Vote of Confidence for Cyprus Investment Environment


Foreign investors continue to show their confidence in Cyprus as the applications which keep pouring in before the Cyprus Securities and Exchange Commission at an increasing rate indicate. In fact, the number of licensed, and thus regulated, Cyprus Investment Firms (CIFs) has recorded a rapid increase during the recent years from 50 licensed CIFs in the year 2005, to 167 CIFs currently, while there are also another 33 applications currently pending before CySEC for examination.

CySEC is also implementing various measures in order to reinforce its supervision, which include the increase in the checks and inspections of CIFs, including on-site checks. Moreover, as previously reported on, the Commission is also currently working to develop an integrated Risk Based Supervision Framework, which is expected to come into full force by 2015, in order to assist CySEC to detect and identify the entities whose operations carry the greater risks and focus its supervisory efforts on those entities.

It is true that Cyprus, following large year’s events with the almost collapse of its banking system, the haircut of deposits and the need to resort to the Troika of international lenders in order to sign a Memorandum of Understanding and get access to international financial assistance, was faced with enormous challenges and its reputation as an international business and services center was hanging in the balance. More than a year on, the island has already garnered positive assessments from its lenders in a fifth post-bailout review concluded on July 25 2014, since as indicated in an IMF report on the matter: “Cyprus has come a long way in addressing the crisis. The financial sector has been stabilised, substantial fiscal consolidation has been implemented, and sweeping structural reforms are underway.”

However, the international lenders of Cyprus also point out that: “The cost of the crisis has been large, and painful but necessary measures have imposed an unavoidable cost on the population. Looking forward, significant challenges remain, and they will not be resolved overnight. The authorities will need to stay focused on and committed to adopting the necessary policies to advance their adjustment programme in order to pave the way for sustainable growth.”

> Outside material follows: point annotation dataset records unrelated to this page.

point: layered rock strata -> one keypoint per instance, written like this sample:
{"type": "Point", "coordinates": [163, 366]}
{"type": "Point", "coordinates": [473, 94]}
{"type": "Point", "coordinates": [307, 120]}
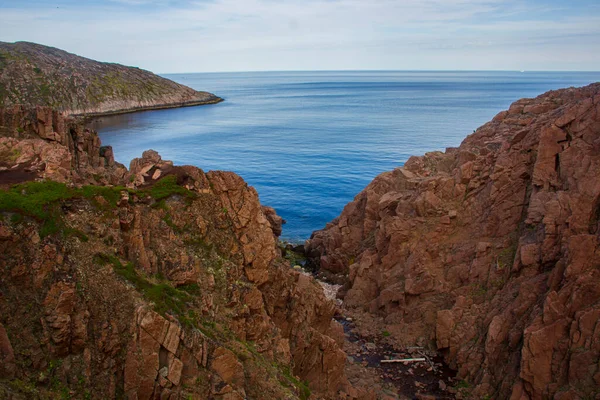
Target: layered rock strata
{"type": "Point", "coordinates": [488, 252]}
{"type": "Point", "coordinates": [167, 286]}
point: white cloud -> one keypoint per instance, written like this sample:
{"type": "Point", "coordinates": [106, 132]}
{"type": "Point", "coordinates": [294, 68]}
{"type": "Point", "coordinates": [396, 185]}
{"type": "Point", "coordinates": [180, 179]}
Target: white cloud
{"type": "Point", "coordinates": [314, 34]}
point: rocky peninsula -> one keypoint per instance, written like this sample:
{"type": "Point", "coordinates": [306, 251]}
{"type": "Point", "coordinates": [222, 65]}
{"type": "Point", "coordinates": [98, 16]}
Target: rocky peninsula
{"type": "Point", "coordinates": [38, 75]}
{"type": "Point", "coordinates": [167, 282]}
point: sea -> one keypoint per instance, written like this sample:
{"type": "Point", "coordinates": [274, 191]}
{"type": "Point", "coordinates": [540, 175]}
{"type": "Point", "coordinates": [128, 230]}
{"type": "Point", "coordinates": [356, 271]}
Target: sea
{"type": "Point", "coordinates": [311, 141]}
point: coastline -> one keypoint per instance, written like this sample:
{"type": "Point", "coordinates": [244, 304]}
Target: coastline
{"type": "Point", "coordinates": [92, 115]}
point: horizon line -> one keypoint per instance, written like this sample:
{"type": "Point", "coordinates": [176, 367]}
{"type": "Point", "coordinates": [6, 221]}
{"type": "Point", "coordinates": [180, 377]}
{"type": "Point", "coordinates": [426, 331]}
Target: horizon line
{"type": "Point", "coordinates": [378, 70]}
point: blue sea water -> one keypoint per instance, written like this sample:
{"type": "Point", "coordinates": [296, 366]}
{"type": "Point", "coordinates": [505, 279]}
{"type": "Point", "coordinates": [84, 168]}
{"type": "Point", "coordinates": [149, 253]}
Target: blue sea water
{"type": "Point", "coordinates": [310, 141]}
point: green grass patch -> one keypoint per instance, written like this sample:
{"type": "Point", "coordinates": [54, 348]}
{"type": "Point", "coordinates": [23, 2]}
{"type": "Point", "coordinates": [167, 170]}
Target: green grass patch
{"type": "Point", "coordinates": [42, 200]}
{"type": "Point", "coordinates": [302, 387]}
{"type": "Point", "coordinates": [165, 297]}
{"type": "Point", "coordinates": [166, 187]}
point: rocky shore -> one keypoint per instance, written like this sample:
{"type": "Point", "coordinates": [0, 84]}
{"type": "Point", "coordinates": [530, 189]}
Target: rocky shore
{"type": "Point", "coordinates": [156, 281]}
{"type": "Point", "coordinates": [487, 253]}
{"type": "Point", "coordinates": [479, 267]}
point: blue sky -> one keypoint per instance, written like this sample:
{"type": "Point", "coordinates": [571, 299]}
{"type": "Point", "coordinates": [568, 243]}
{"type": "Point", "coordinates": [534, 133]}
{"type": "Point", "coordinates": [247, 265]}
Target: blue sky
{"type": "Point", "coordinates": [265, 35]}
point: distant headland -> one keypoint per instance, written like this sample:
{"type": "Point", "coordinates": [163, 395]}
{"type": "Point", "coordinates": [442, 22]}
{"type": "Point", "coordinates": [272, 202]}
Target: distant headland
{"type": "Point", "coordinates": [37, 75]}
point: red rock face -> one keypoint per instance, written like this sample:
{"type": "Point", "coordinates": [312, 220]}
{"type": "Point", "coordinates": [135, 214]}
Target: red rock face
{"type": "Point", "coordinates": [489, 251]}
{"type": "Point", "coordinates": [41, 142]}
{"type": "Point", "coordinates": [94, 312]}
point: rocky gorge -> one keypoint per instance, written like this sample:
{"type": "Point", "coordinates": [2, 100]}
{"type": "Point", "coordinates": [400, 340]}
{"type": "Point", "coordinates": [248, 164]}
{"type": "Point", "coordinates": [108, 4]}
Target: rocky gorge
{"type": "Point", "coordinates": [479, 265]}
{"type": "Point", "coordinates": [487, 253]}
{"type": "Point", "coordinates": [155, 282]}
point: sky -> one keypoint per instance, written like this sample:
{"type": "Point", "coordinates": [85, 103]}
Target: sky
{"type": "Point", "coordinates": [176, 36]}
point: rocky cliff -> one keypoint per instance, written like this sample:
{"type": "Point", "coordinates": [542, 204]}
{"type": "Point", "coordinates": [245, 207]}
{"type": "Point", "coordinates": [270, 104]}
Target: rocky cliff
{"type": "Point", "coordinates": [488, 252]}
{"type": "Point", "coordinates": [157, 282]}
{"type": "Point", "coordinates": [37, 75]}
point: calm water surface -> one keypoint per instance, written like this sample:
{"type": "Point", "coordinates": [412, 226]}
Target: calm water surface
{"type": "Point", "coordinates": [310, 141]}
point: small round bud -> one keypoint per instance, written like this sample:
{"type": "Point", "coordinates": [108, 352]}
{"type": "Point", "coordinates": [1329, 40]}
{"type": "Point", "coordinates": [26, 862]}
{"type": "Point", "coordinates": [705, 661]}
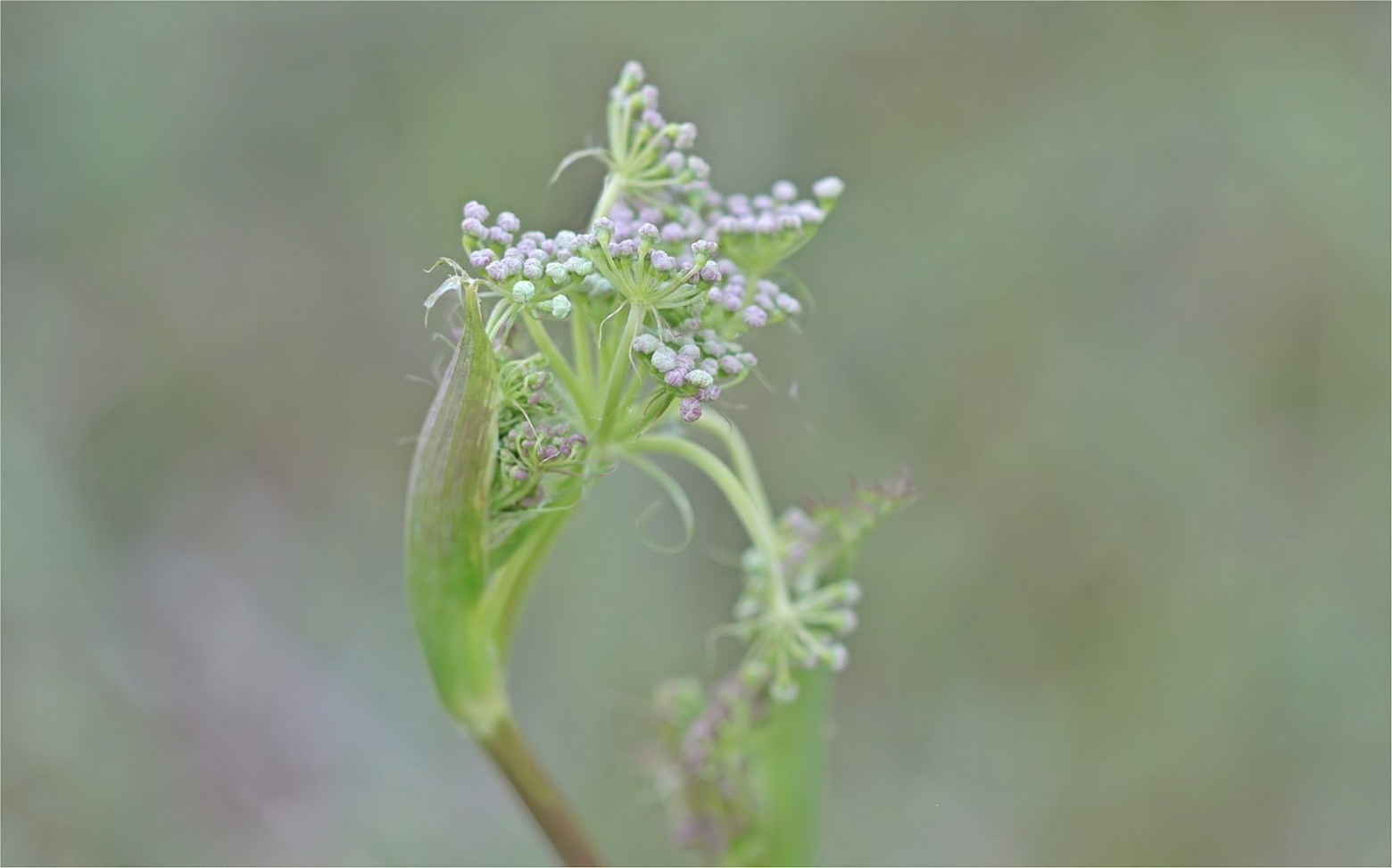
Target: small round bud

This is perhaps why some establish firms, especially in the retail forex industry, have begun moves to either relocate from Cyprus, such as the recent example of Liquid Markets announcing its relocation to London under FCA supervision, or to at least obtain FCA licenses, despite the increased cost involved, and set up additional offices in London, in order to shield themselves from any negative connotations or stain in their credibility or reputation stemming from the fact that they were licensed in a jurisdiction which had made headlines for such negative reasons.

It is true that most investors place enormous importance on trading via brokers who are regulated and licensed by strict authorities, which are able to provide the necessary guarantees when it comes to the transparency of the operations of the investment firms under their supervision and also to the safety of the investors’ funds.